Dr. Frederick Frankenstein, the grandson of Victor Frankenstein, is a physician lecturer who wishes to have nothing to do with his grandfather's evil ways and the dark nature that runs within his family. Yet, when he inherits his grandfather's castle and comes home to the madness that created a monster, Frederick Frankenstein attempts to resume his grandfather's ways once again stirring danger.
Mel Brooks' direction is quite brilliant and the script written by Brooks and Gene Wilder is phenomenal. Brooks' direction is fantastic in the sense that he, together with Gene Wilder, create the perfect modern day Frankenstein film that not only mocks certain aspects of Universal's films but pays a loving respect to them. Featuring a few iconic scenes from the first two Karloff films (the little girl and Frankenstein encounter, blind man and monster friendship), Young Frankenstein doesn't alienate fans of Karloff's films or fans of the novel but pays a loving respect, creating a darkly humorous and often nailbiting thriller. Simply, the perfect approach for a Frankenstein film.
Gene Wilder is fantastic as Frederick Frankenstein, who prefers others to pronounce his name as "Fronk-en-steen", giving some of the film's finest humor. He embodies the insanity and unpredictability required for the protagonist of the film and his delivery of quick and witty dialogue is fantastic. Yet, the performance is never played out as exaggerated but with some subtlety.
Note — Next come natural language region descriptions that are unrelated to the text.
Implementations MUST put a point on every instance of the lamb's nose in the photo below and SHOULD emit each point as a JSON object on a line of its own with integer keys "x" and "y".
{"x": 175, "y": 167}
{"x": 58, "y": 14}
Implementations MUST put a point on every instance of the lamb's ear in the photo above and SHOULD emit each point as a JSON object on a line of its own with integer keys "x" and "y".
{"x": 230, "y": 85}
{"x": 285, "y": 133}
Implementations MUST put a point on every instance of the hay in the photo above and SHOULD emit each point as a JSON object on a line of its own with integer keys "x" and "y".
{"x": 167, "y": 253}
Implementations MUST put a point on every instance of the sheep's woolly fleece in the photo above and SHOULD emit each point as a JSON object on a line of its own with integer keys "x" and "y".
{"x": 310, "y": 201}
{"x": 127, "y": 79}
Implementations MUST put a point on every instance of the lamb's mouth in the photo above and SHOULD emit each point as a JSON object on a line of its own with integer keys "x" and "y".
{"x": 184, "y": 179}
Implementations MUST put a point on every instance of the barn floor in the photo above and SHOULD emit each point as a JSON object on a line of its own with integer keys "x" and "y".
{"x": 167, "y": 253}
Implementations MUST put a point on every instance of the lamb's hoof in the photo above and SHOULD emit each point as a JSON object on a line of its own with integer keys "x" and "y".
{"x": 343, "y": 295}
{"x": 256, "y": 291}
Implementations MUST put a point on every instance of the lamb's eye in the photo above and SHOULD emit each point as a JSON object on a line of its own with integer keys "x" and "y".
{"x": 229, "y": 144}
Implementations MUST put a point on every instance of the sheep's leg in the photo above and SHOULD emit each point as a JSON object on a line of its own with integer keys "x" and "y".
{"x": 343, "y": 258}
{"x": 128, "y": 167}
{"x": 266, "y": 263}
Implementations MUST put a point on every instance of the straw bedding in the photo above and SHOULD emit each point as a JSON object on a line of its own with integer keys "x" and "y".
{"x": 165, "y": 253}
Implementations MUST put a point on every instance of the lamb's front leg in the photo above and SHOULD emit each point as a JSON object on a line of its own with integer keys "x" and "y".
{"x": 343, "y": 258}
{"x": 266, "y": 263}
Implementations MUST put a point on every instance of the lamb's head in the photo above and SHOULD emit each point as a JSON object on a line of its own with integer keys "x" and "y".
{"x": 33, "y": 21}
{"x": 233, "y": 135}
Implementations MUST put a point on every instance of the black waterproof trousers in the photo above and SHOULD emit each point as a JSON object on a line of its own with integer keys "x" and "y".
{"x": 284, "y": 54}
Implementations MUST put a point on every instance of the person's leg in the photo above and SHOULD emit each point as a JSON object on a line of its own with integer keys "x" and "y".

Marty Feldman, however, may be the finest casting choice in the film, taking the role of famous Ygor (now pronounced and written as Igor) that was made famous by Bela Lugosi in Son of Frankenstein. His eccentricities as a character are played to perfection, uttering each of his lines with such memorability. His presence on screen is the dominating factor of the film.
Cinematography-wise, the film achieves great success in making the film feel of Universal's nature. Each scene is shot perfectly and is one of many fine examples of the film not being an insult to previous incarnations but one of respect.
The score is fantastic, dark and eerie. The location is elaborate, fascinating and unique as a striking visual and the use of heart-pounding tension and strong absurd humor makes Young Frankenstein a truly funny, intense and unforgettable affair that is both a parody and a homage to previous versions of the same story.